Duplicate content warnings
-
I have a ton of duplicate content warnings for my site poker-coaching.net, but I can't see where there are duplicate URLs. I cannot find any function where I could check the original URL vs a list of other URLs where the duplicate content is?
-
thanks for the help. I am trying to cover all bases here. Duplicate content was one concern, the other one is too high link density and bad incoming links.
I have downloaded a full backlinks report now using Majestic SEO (OSE only shows incoming links from 74 domains...).

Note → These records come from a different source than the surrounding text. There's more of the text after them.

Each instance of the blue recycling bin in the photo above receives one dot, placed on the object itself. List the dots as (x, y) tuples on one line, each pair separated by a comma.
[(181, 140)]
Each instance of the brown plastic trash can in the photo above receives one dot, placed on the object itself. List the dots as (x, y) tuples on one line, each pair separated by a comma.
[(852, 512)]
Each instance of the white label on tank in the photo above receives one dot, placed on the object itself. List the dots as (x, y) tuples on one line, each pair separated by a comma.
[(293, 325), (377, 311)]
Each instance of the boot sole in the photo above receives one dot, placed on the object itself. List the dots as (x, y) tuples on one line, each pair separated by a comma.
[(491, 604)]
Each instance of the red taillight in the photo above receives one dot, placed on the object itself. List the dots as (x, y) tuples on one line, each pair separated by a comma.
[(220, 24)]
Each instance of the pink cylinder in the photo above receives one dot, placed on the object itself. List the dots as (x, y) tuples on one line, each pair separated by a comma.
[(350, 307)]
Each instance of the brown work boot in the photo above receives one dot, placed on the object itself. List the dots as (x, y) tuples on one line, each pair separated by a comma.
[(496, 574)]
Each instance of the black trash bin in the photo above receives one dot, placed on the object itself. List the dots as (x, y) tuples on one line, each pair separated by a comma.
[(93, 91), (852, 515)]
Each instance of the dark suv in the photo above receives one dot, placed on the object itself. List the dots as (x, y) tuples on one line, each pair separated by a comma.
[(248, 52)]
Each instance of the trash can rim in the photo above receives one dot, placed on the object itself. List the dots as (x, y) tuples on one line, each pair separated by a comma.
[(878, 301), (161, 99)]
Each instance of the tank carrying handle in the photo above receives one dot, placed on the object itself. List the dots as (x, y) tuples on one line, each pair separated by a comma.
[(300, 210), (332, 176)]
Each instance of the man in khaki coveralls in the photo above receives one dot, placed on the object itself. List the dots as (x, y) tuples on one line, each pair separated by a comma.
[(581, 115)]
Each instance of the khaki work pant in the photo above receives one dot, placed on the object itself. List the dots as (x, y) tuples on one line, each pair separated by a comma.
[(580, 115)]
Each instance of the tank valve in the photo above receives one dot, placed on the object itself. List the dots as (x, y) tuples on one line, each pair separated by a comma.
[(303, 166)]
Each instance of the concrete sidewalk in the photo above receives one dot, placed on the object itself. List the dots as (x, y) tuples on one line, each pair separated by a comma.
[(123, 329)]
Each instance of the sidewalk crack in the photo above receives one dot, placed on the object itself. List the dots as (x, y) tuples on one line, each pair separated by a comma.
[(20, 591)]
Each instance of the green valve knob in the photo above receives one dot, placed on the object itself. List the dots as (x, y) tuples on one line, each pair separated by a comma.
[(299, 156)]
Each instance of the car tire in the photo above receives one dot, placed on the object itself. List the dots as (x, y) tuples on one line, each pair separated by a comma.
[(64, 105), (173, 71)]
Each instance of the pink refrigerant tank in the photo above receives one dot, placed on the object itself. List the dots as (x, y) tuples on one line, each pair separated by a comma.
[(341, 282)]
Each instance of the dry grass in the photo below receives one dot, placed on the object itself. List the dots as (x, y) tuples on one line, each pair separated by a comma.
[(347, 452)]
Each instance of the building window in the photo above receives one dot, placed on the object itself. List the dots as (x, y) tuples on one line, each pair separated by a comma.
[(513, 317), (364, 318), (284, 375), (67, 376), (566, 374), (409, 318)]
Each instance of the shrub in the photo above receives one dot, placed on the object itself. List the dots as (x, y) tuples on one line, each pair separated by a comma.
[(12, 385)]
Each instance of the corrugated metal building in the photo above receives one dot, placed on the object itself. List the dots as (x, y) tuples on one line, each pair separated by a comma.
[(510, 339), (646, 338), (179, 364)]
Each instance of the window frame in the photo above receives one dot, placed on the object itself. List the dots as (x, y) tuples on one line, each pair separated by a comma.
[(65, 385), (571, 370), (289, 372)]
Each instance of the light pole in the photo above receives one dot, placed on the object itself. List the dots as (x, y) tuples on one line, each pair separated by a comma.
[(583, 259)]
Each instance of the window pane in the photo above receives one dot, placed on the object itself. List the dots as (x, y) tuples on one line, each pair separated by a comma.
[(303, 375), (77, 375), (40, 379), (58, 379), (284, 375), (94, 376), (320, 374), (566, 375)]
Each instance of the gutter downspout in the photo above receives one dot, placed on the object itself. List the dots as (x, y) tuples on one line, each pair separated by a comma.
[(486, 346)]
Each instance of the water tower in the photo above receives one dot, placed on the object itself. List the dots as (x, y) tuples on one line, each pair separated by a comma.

I think I may have found the problem. I used to have a forum on that domain years ago which was hacked and used for a lot of spammy outgoing links for stuff like Cialis, Viagra etc.. Those guys also linked from other sites to my forum pages. Example:| from: http://www.grupoibira.com/foro/viewto...
| Anchor: buy flagyl in lincolnu... | 3 | to: http://www.poker-coaching.net/phpbb3/...
|
When I closed the forum and deleted the forum plugin, I redirected all forum pages to my main page which, under the circumstances was a bad mistake I guess. Because with the redirect, all those spammy links now end up pointing to my main page, right? So first, I have removed that redirect now.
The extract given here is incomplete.